3.7. Summary

In this chapter, we looked at some basic cryptography that we will need in the rest of the text. In our examination of stream ciphers, we studied RC4a simple but very effective cipher that generates a pseudorandom key stream that is exclusive-ORed into the plaintext to encrypt it.

In our study of block ciphers, we looked at DES and Rijndael in detail and mentioned the 3DES and Blowfish ciphers. We saw how running ciphers in CBC mode can improve their security by obscuring data that occurs in more than one message.

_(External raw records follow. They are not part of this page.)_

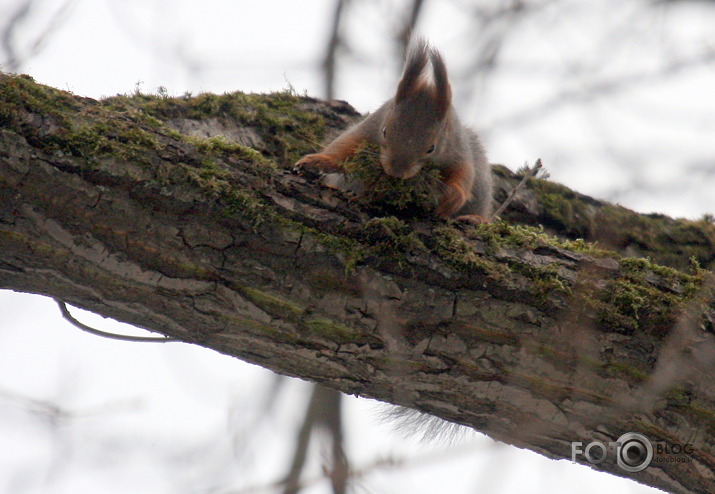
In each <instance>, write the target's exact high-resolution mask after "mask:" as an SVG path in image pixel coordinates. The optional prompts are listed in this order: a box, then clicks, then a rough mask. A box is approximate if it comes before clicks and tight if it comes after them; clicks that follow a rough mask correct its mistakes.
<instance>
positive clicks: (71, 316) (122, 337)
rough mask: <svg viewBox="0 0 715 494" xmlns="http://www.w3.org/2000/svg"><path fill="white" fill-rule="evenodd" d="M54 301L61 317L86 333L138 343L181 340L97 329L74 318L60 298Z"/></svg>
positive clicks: (158, 342)
mask: <svg viewBox="0 0 715 494" xmlns="http://www.w3.org/2000/svg"><path fill="white" fill-rule="evenodd" d="M53 300H54V301H55V302H57V305H58V306H59V308H60V312H62V317H64V318H65V319H66V320H68V321H69V322H70V323H72V325H73V326H75V327H77V328H79V329H81V330H82V331H86V332H87V333H90V334H93V335H95V336H101V337H102V338H109V339H111V340H120V341H133V342H140V343H169V342H172V341H181V340H177V339H176V338H169V337H163V336H162V337H158V338H157V337H152V336H148V337H145V336H128V335H123V334H116V333H108V332H106V331H100V330H99V329H95V328H93V327H91V326H87V325H86V324H84V323H81V322H79V321H78V320H77V319H75V318H74V317H73V316H72V314H70V311H69V309H68V308H67V304H65V303H64V302H63V301H62V300H59V299H56V298H55V299H53Z"/></svg>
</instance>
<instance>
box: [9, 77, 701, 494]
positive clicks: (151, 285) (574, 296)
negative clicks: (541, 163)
mask: <svg viewBox="0 0 715 494" xmlns="http://www.w3.org/2000/svg"><path fill="white" fill-rule="evenodd" d="M354 116H355V113H354V112H353V111H352V110H351V109H350V108H349V107H348V106H347V105H344V104H339V103H333V104H329V103H322V102H319V101H315V100H312V99H309V98H299V97H295V96H292V95H289V94H277V95H264V96H260V95H242V94H230V95H224V96H213V95H201V96H198V97H196V98H190V97H185V98H177V99H172V98H161V97H156V98H154V97H148V96H143V95H136V96H135V97H133V98H127V97H117V98H112V99H108V100H104V101H101V102H97V101H94V100H90V99H86V98H80V97H75V96H73V95H71V94H68V93H65V92H62V91H57V90H54V89H51V88H47V87H43V86H40V85H37V84H35V83H34V82H33V81H32V80H30V79H29V78H26V77H10V76H0V287H3V288H9V289H12V290H19V291H25V292H32V293H40V294H45V295H49V296H53V297H56V298H59V299H62V300H64V301H66V302H68V303H71V304H73V305H75V306H78V307H82V308H85V309H88V310H91V311H94V312H97V313H99V314H102V315H104V316H109V317H113V318H115V319H117V320H120V321H124V322H128V323H131V324H135V325H137V326H141V327H144V328H147V329H150V330H152V331H157V332H160V333H163V334H165V335H167V336H170V337H173V338H179V339H182V340H184V341H187V342H192V343H196V344H199V345H202V346H205V347H207V348H212V349H215V350H217V351H220V352H223V353H226V354H229V355H234V356H236V357H238V358H241V359H243V360H246V361H249V362H253V363H256V364H258V365H262V366H264V367H266V368H269V369H272V370H274V371H276V372H279V373H282V374H287V375H291V376H297V377H302V378H304V379H309V380H311V381H314V382H317V383H320V384H322V385H324V386H326V387H329V388H333V389H337V390H340V391H342V392H345V393H351V394H358V395H361V396H369V397H374V398H377V399H380V400H384V401H387V402H391V403H395V404H400V405H405V406H409V407H414V408H418V409H420V410H423V411H426V412H429V413H432V414H434V415H437V416H439V417H442V418H444V419H447V420H451V421H456V422H459V423H462V424H467V425H470V426H472V427H474V428H476V429H477V430H480V431H483V432H485V433H487V434H489V435H490V436H492V437H494V438H496V439H499V440H502V441H505V442H507V443H509V444H514V445H517V446H520V447H525V448H528V449H531V450H533V451H537V452H540V453H542V454H544V455H546V456H549V457H552V458H569V459H570V458H571V442H572V441H582V442H583V443H584V445H585V444H586V443H589V442H590V441H593V440H599V441H602V442H608V441H615V440H616V439H617V438H618V437H620V436H621V434H623V433H625V432H629V431H635V432H642V433H644V434H646V435H647V436H648V437H649V438H650V439H651V441H652V442H653V443H654V444H661V445H663V444H669V445H672V444H680V445H685V444H689V445H692V448H693V449H692V451H690V449H688V451H689V453H688V454H685V453H682V454H675V455H672V456H667V455H664V454H658V455H656V458H655V460H656V461H655V462H654V463H653V464H651V466H649V467H648V468H646V469H645V470H643V471H640V472H637V473H628V472H625V471H624V470H622V469H621V468H619V467H618V466H617V465H616V461H615V457H614V455H613V454H609V456H608V458H607V460H606V461H605V462H603V463H601V464H600V465H598V466H597V468H599V469H601V470H604V471H607V472H611V473H613V474H616V475H622V476H628V477H631V478H633V479H635V480H637V481H639V482H642V483H644V484H648V485H653V486H656V487H660V488H663V489H665V490H668V491H670V492H677V493H695V492H697V493H706V492H713V490H715V479H714V473H713V472H714V467H715V458H714V457H713V447H714V443H715V390H714V389H713V388H714V386H715V385H714V384H713V379H712V378H713V366H714V365H715V339H714V338H713V319H714V314H715V311H714V310H713V307H714V304H713V300H714V298H715V297H714V295H713V291H714V290H713V283H712V280H711V277H710V275H709V273H707V272H705V271H703V270H702V269H697V268H692V270H691V272H690V274H687V273H685V272H682V271H676V270H672V269H669V268H664V267H662V266H659V265H656V264H653V263H651V262H649V261H647V260H643V259H633V258H629V259H622V258H620V256H619V255H618V254H615V253H609V252H607V251H604V250H600V249H596V248H594V247H593V246H591V245H589V244H587V243H585V242H582V241H576V242H574V241H569V242H562V241H558V240H556V239H554V238H552V237H549V236H547V235H544V234H540V233H539V232H538V231H536V230H534V229H529V228H526V227H523V226H514V225H510V224H507V223H504V222H499V223H495V224H493V225H486V226H478V227H474V226H463V225H451V224H445V223H444V222H440V221H436V220H432V219H430V218H420V217H413V218H411V219H405V218H403V219H398V218H396V217H393V216H384V211H383V212H382V213H380V208H379V206H376V205H375V204H372V205H369V206H365V205H364V204H362V203H361V202H360V201H359V200H355V199H353V198H350V197H348V196H346V195H345V194H343V193H342V192H340V191H336V190H331V189H326V188H323V187H321V186H320V185H319V183H318V181H317V180H313V179H311V178H309V177H300V176H296V175H294V174H292V173H290V172H289V171H287V170H288V169H289V168H290V165H291V164H292V162H294V161H295V159H296V158H297V157H298V156H300V155H301V154H303V153H305V152H306V151H308V149H309V148H310V146H311V145H312V144H311V143H315V142H318V141H319V140H320V139H321V138H322V137H323V135H324V134H325V132H326V130H327V129H328V128H335V127H340V126H342V125H345V124H346V123H347V121H349V120H350V119H351V118H353V117H354ZM217 134H222V135H225V136H226V137H225V138H221V139H218V138H215V137H211V136H215V135H217ZM187 135H191V136H193V137H190V138H189V137H187ZM256 150H258V151H259V152H256ZM495 173H496V174H497V175H498V179H499V188H500V192H499V194H500V195H501V196H505V195H506V193H507V192H508V190H510V188H511V187H513V184H515V183H516V182H517V181H518V177H516V176H514V175H513V174H511V173H510V172H508V171H507V170H505V169H504V168H498V169H495ZM511 209H512V211H511V212H510V216H507V217H508V218H510V219H511V220H512V221H515V220H517V219H518V220H519V221H521V222H527V223H534V224H536V223H543V224H545V225H546V226H547V229H548V230H550V231H554V232H556V233H559V234H561V235H563V236H564V237H565V238H568V237H579V236H580V237H586V238H587V239H599V242H600V244H601V245H602V246H612V247H616V248H618V249H620V250H621V251H626V252H635V253H641V254H647V255H650V256H651V257H652V258H653V259H657V260H659V261H660V262H666V263H669V264H671V265H673V266H676V267H681V268H684V267H686V266H687V265H688V262H689V258H691V257H694V258H696V259H697V260H699V262H700V264H701V265H705V266H707V265H709V263H711V262H712V256H713V248H712V246H713V239H715V234H714V233H713V226H712V224H711V223H709V222H707V221H701V222H690V221H685V220H680V221H678V220H672V219H669V218H663V217H654V216H642V215H637V214H635V213H632V212H630V211H627V210H625V209H623V208H619V207H617V206H613V205H609V204H605V203H602V202H599V201H596V200H593V199H591V198H587V197H585V196H581V195H579V194H577V193H574V192H572V191H569V190H568V189H566V188H565V187H563V186H560V185H558V184H551V183H549V182H545V181H541V180H532V181H530V185H529V186H528V187H527V188H526V189H525V190H523V191H521V192H520V193H519V194H517V200H516V201H515V203H514V204H513V205H512V207H511ZM368 211H369V213H368ZM376 214H383V216H381V217H375V215H376ZM578 459H579V460H580V461H584V460H583V458H582V457H581V458H578ZM667 460H672V461H667ZM680 460H682V461H680ZM685 460H687V461H685ZM661 461H662V462H661Z"/></svg>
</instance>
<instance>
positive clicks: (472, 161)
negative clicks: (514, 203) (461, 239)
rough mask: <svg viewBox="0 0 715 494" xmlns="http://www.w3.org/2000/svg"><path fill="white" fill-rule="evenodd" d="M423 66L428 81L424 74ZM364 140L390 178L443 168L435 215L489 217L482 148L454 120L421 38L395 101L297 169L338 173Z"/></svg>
mask: <svg viewBox="0 0 715 494" xmlns="http://www.w3.org/2000/svg"><path fill="white" fill-rule="evenodd" d="M428 66H429V67H431V69H432V74H431V76H432V77H431V78H430V77H428V76H427V74H425V71H426V69H427V67H428ZM365 142H367V143H372V144H377V145H379V146H380V164H381V165H382V167H383V169H384V170H385V173H387V174H389V175H392V176H394V177H399V178H404V179H408V178H411V177H413V176H415V175H416V174H417V173H419V171H420V168H421V167H422V165H424V163H425V162H427V161H431V162H434V163H436V164H437V165H438V166H439V167H440V168H441V169H442V177H443V179H442V182H443V186H444V187H443V190H442V191H441V195H440V197H439V201H438V206H437V209H436V211H435V213H436V215H437V216H440V217H450V216H451V217H457V218H460V217H465V215H466V216H474V215H476V216H481V217H483V218H486V217H487V216H488V215H489V212H490V210H491V201H492V176H491V167H490V166H489V162H488V161H487V158H486V155H485V153H484V148H483V147H482V145H481V143H480V142H479V137H478V136H477V135H476V134H475V133H474V132H473V131H472V130H471V129H469V128H467V127H464V126H463V125H462V124H461V123H460V122H459V118H458V117H457V114H456V111H455V110H454V107H453V106H452V90H451V87H450V84H449V79H448V77H447V68H446V65H445V63H444V59H443V58H442V55H441V54H440V53H439V52H438V51H437V50H435V49H433V48H430V47H429V46H428V45H427V43H426V42H425V41H424V40H417V41H416V42H415V43H414V44H413V45H412V46H411V48H410V49H409V51H408V54H407V60H406V62H405V69H404V71H403V74H402V78H401V79H400V82H399V84H398V86H397V91H396V93H395V97H394V98H392V99H390V100H388V101H387V102H385V103H384V104H383V105H382V106H381V107H380V108H378V109H377V110H376V111H375V112H374V113H372V114H370V115H369V116H367V117H366V118H365V119H364V120H362V121H361V122H359V123H358V124H356V125H354V126H353V127H351V128H349V129H348V130H346V131H345V132H343V133H342V134H341V135H340V136H338V137H337V138H336V139H335V140H334V141H333V142H331V143H330V144H328V145H327V146H326V147H325V149H323V150H322V151H321V152H320V153H318V154H309V155H307V156H305V157H304V158H303V159H301V160H300V161H298V163H296V168H311V169H317V170H321V171H326V172H334V171H340V170H342V167H341V165H340V163H341V162H342V161H344V160H346V159H347V158H349V157H350V156H352V155H353V154H354V153H355V151H356V150H357V148H358V147H359V146H360V145H361V144H363V143H365Z"/></svg>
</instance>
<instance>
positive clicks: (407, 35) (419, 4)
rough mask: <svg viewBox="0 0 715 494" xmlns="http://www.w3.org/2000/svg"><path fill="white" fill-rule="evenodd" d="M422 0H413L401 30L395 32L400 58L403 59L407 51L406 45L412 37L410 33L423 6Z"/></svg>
mask: <svg viewBox="0 0 715 494" xmlns="http://www.w3.org/2000/svg"><path fill="white" fill-rule="evenodd" d="M424 4H425V1H424V0H414V1H413V2H412V5H411V6H410V10H409V12H408V13H407V16H406V17H407V18H406V19H405V22H404V24H403V27H402V30H401V31H400V32H398V33H397V44H398V46H399V48H400V58H401V59H404V57H405V54H406V53H407V47H408V45H409V44H410V39H411V38H412V33H413V32H414V30H415V26H416V25H417V21H418V20H419V18H420V13H421V12H422V8H423V7H424Z"/></svg>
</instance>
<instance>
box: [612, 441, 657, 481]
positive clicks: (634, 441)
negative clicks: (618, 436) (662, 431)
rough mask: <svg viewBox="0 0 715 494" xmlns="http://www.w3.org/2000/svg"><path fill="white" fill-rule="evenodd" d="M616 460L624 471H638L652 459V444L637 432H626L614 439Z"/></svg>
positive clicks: (652, 454)
mask: <svg viewBox="0 0 715 494" xmlns="http://www.w3.org/2000/svg"><path fill="white" fill-rule="evenodd" d="M616 444H618V448H617V449H616V461H617V462H618V466H619V467H621V468H622V469H623V470H625V471H626V472H640V471H641V470H643V469H645V468H646V467H647V466H648V465H650V462H651V460H652V459H653V445H652V444H651V443H650V441H649V440H648V438H647V437H645V436H644V435H643V434H639V433H638V432H626V433H625V434H623V435H622V436H621V437H619V438H618V441H616Z"/></svg>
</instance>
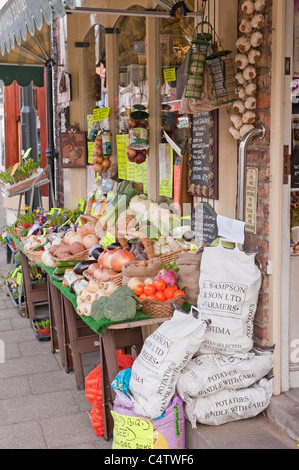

One problem with stream and block ciphers is that the parties to the communication must share a secret key in advance. This problem can be avoided by using an asymmetric cipher, such as RSA or ElGamal. Because asymmetric ciphers have different keys for encryption and decryption, each party can publish its public (encryption) key so that anyone can use it to encrypt a message for them. Because a message can be decrypted only with the secret key, the communication is secure. We saw how the same ideas can be used by two parties to independently calculate a secret key without any previously shared information.

Next, we studied cryptographic hash functions and their use in message authentication codes. These ideas can be generalized to produce a digital signature that guarantees authenticity of a document and provides for nonrepudiation.

Finally, we took a brief look at certificates and public key infrastructures. A general PKI is very difficult to produce but can be effective for smaller, specific applications.